Each entry carries just enough metadata for the agent to decide whether to load it. <files-root>, when present, is the absolute path the agent uses for shell execution (see below).

Reading SKILL.md and resources

To activate a skill the agent calls a built-in tool — load_skill_through_path:

  • load_skill_through_path(skillId, path="SKILL.md") returns the markdown body

  • load_skill_through_path(skillId, path="references/style-guide.md") returns any other file under the skill directory

How the file gets fetched depends on where the skill came from:

Skill source

How path is resolved

Project-global dir (Layer 1)

preloaded into memory at registration

Marketplace — Git / MySQL / Nacos / classpath (Layer 2)

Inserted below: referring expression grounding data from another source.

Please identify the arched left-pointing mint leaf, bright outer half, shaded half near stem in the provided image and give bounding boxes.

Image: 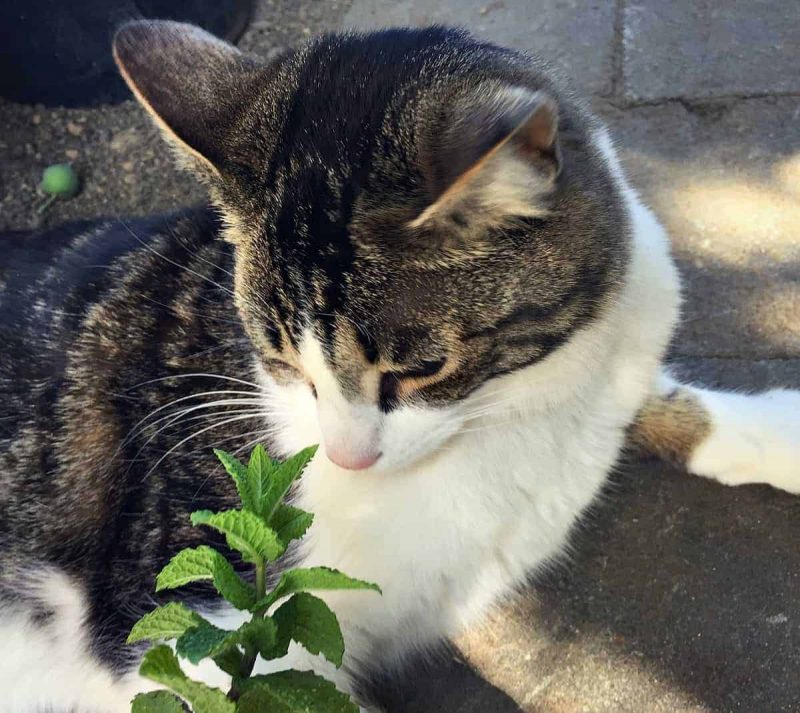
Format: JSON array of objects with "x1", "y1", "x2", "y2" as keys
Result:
[{"x1": 156, "y1": 545, "x2": 256, "y2": 610}]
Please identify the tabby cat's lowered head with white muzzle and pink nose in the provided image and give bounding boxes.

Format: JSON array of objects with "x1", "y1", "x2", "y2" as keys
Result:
[{"x1": 114, "y1": 22, "x2": 627, "y2": 470}]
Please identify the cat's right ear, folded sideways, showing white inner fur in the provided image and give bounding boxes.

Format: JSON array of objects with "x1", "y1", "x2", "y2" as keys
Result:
[{"x1": 411, "y1": 86, "x2": 561, "y2": 228}]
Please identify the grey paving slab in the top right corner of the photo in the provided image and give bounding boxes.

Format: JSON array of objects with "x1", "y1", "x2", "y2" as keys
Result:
[{"x1": 622, "y1": 0, "x2": 800, "y2": 101}]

preloaded into memory by the backend

workspace/skills/ shared (Layer 3)

preloaded into memory at registration

<userId>/skills/ per-user (Layer 4)

SKILL.md preloaded; other files read on demand through AbstractFilesystem (per-user namespace + sandbox routing honored automatically)

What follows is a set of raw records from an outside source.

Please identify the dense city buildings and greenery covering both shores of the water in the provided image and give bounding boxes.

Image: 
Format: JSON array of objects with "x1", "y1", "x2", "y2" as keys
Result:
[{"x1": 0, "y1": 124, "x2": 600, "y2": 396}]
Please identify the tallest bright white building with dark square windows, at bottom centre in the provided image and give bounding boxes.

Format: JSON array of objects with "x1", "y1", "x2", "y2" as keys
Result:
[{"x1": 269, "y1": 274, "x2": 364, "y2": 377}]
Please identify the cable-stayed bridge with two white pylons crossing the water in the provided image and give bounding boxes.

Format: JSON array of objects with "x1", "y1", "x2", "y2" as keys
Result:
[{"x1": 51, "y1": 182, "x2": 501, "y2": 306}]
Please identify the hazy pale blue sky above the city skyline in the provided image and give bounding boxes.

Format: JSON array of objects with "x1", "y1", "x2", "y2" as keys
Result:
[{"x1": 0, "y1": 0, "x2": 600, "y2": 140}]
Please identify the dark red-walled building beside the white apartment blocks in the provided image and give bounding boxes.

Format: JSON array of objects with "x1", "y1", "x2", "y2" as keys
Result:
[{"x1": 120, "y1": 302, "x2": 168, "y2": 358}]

The agent doesn’t see this difference — load_skill_through_path always works the same way. The fallback chain is “in-memory hit → filesystem read → error with an enumeration of every path actually available,” so a wrong path returns a useful list rather than a dead end.

<files-root> and shell execution

When a skill ships scripts (e.g. scripts/run-checks.sh), the agent needs an absolute path to invoke them via execute_shell_command. That path comes from the <files-root> element on each skill entry. Resolution depends on the filesystem mode:

FS mode (shell available?)

Workspace skill <files-root>

Marketplace skill <files-root>

Sandbox

/workspace/skills/<name>

/workspace/.skills-cache/<source>/<name>

Local-with-shell

<wsRoot>/skills/<name>

<wsRoot>/.skills-cache/<source>/<name>

Local without shell / Composite

(not rendered — no shell tool registered)

(not rendered)

So the agent’s shell call is always execute_shell_command("python3 <files-root>/scripts/foo.py") — no path guessing, no per-source variations to remember.

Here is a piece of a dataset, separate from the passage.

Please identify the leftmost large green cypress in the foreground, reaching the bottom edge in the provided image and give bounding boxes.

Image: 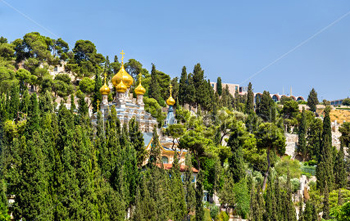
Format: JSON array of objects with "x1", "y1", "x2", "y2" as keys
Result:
[{"x1": 13, "y1": 134, "x2": 53, "y2": 220}]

Where marketplace files actually live

Marketplace skill resources start as in-memory bytes. For shell execution to work, harness materializes them to <wsRoot>/.skills-cache/<source>/<name>/ before each reasoning step:

  • Per-file SHA-256 dedup — only changed files are rewritten

  • Orphan directories (skills no longer published, or repos removed from the builder) are cleaned up in the same pass

  • In sandbox mode, .skills-cache is in the default workspace projection roots, so the staged tree is hydrated into the sandbox alongside workspace/skills/ at sandbox start time (and on content change)

Workspace skills (Layer 3 / Layer 4) need no staging — they already live in the workspace tree.

If two repositories report the same getSource(), the second is auto-suffixed (<source>_2, <source>_3, …) with a warning log, so paths and skill-ids never collide.

Tips

description decides whether the agent uses your skill. The agent only sees name + description initially and decides whether to load details. “Data-analysis tool” is much less useful than “Use when the user asks for stats, reports, or trend charts”.

Keep SKILL.md lean. Aim for ≤ 2k tokens; put reference material under references/, scripts under scripts/. The agent reads them on demand.

General capability in marketplaces, project-specific in the workspace. Code review, table analysis → team Git for shared maintenance. Internal RPC conventions, project naming rules → workspace/skills/ so they version with the code.

Per-user dirs are for “override + augment”, not primary storage. Keep critical skills visible to every user.

Enable self-learning in order: no point running curator before anyone writes new skills. Start with enableSkillManageTool, then add the promotion gate, then the curator.